Currently, there are three categories of membership:

- Founder Members, who no later than November 11, 1918 were commissioned officers and rated as pilots of heavier-than-air aircraft in any branch of the armed forces;
- Named Members, current and former military pilots of heavier-than-air craft, to perpetuate Founder memberships; and
- Hereditary Members, descendants of Founder Members.

Up to 15 Honorary Members may be named for exceptional reasons.

A qualified applicant interested in membership must be nominated by an active Daedalian, and endorsed by three other active Daedalians. The application must then be sent to national headquarters for approval. Individual chapters are called Flights.

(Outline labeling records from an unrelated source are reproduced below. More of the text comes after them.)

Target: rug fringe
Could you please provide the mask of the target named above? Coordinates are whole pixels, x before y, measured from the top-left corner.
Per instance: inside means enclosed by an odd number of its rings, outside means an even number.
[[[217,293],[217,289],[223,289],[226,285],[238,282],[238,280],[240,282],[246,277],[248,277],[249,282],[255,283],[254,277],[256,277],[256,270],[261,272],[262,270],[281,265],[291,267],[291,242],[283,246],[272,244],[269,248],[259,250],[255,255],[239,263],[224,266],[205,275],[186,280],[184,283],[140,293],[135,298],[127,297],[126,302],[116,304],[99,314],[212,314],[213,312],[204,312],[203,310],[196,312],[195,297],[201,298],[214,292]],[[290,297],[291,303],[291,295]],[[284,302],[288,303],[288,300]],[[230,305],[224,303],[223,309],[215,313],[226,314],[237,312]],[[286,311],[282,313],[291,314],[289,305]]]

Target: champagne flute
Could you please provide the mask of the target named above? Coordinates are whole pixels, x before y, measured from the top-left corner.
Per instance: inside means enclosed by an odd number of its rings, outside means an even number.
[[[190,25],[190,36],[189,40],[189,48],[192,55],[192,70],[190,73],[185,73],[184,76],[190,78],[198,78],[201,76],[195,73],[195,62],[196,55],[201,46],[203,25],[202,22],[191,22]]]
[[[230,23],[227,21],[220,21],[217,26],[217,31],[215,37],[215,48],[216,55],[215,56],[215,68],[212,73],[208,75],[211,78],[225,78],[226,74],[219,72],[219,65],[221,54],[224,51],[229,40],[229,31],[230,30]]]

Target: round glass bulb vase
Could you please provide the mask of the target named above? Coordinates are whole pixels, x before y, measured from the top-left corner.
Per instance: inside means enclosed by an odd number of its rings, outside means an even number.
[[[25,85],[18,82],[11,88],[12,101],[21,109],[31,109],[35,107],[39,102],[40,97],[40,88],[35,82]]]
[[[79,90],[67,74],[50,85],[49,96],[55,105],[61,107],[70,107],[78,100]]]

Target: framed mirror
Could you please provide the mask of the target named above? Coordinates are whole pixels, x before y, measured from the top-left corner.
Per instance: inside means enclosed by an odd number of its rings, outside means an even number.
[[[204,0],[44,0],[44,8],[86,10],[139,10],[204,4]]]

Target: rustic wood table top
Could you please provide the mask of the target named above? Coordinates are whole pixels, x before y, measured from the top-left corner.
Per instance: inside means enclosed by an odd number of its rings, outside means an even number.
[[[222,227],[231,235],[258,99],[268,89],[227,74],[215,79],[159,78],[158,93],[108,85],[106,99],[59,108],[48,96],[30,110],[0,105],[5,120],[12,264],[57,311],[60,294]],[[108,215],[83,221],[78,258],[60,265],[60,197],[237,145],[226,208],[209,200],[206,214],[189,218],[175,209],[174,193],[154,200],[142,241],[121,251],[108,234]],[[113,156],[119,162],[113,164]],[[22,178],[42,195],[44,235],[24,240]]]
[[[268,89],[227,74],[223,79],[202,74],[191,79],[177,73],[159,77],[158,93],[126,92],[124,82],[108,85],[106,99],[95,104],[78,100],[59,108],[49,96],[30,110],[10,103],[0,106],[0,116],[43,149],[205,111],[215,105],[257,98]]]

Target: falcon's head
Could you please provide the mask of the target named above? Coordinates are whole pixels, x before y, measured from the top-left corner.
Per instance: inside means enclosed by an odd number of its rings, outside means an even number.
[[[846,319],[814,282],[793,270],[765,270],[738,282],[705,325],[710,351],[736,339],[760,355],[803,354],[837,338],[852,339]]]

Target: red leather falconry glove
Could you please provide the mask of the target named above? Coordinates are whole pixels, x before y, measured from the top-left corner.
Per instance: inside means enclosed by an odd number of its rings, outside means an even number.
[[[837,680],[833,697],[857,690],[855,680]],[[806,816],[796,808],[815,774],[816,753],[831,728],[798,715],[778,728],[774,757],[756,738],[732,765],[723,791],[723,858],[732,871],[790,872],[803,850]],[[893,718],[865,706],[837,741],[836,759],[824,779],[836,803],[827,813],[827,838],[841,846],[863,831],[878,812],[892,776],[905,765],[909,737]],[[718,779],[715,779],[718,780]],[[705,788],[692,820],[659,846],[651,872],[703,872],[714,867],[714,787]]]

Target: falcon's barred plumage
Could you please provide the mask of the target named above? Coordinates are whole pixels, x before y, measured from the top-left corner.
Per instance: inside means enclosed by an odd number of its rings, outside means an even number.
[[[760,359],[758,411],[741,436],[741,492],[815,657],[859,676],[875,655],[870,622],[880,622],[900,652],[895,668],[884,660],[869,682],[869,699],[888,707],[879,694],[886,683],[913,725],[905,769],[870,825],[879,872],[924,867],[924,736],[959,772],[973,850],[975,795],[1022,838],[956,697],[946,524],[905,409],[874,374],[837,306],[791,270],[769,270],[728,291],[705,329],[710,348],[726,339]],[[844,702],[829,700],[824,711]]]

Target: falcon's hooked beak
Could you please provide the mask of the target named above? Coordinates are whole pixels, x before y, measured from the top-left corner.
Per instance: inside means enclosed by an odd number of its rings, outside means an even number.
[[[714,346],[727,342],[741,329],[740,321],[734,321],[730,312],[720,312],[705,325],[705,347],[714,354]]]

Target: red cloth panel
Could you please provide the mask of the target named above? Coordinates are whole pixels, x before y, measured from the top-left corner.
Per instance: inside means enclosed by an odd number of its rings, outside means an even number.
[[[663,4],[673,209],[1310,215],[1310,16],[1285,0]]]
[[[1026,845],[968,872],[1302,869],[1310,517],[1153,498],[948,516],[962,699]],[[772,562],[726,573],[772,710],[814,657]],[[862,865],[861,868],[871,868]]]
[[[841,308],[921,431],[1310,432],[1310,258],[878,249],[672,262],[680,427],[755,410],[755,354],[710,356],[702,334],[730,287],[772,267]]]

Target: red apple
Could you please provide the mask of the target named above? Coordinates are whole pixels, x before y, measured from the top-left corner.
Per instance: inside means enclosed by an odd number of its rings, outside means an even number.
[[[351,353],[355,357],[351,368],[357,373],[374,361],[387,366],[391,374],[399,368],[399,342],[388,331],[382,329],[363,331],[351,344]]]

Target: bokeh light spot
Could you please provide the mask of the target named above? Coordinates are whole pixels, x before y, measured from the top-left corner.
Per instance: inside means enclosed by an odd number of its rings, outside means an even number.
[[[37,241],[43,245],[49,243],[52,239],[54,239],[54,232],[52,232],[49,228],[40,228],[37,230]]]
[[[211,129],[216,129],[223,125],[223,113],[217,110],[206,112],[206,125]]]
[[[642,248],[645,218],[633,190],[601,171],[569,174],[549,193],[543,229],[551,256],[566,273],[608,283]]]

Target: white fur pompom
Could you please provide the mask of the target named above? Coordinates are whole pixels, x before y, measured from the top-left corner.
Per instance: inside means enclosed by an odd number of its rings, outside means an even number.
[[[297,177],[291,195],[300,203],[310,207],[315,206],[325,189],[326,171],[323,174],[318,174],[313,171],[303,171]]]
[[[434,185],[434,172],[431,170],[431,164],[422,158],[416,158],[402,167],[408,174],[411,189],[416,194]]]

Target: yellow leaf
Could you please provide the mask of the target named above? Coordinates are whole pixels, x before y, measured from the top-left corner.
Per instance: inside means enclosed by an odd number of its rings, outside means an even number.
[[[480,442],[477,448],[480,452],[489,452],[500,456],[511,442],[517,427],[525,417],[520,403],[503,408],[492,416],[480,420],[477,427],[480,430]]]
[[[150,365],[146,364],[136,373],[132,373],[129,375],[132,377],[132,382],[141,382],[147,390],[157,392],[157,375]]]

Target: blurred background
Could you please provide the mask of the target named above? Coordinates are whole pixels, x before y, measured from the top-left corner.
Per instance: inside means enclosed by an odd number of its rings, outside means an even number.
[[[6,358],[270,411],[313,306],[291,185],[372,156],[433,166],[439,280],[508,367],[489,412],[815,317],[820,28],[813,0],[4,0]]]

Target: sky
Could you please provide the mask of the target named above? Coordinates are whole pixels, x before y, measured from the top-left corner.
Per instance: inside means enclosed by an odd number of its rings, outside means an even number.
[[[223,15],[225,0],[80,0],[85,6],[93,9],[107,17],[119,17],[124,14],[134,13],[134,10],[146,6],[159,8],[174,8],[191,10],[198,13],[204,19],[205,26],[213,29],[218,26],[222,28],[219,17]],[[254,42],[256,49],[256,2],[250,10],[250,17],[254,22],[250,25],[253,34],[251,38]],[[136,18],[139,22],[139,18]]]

The Order established the Daedalian Foundation in 1959 to conduct educational, scientific and charitable activities in support of the Order's Tenets and Objectives. The Foundation is an IRS tax-exempt 501(C)(3) organization that relies on contributions, donations and bequests from the Daedalian membership to fund a comprehensive and varied scholarship program, administered through the 39th Flight Eagle Wing. The Foundation also publishes the Daedalus Flyer, the Order's official publication and newsletter.

== Awards ==
There are 18 Daedalian Awards. In 1970, the Daedalian Weapon System Award was presented for the first time by Colonel Franklin C. Wolfe, who from 1939 until 1944 served as assistant chief and chief of the Armament Laboratory of the Army Air Forces Materiel Command at Wright Field.

The Order of Daedalians presents two annual awards, the Exceptional Aviator Award and the Brigadier General Carl I. Hutton Memorial Award. Nominations for the Exceptional Aviator Award is open to Army rated military aviators, and for the BG Carl I. Hutton Memorial Award is open to all Army aviation units no matter the size.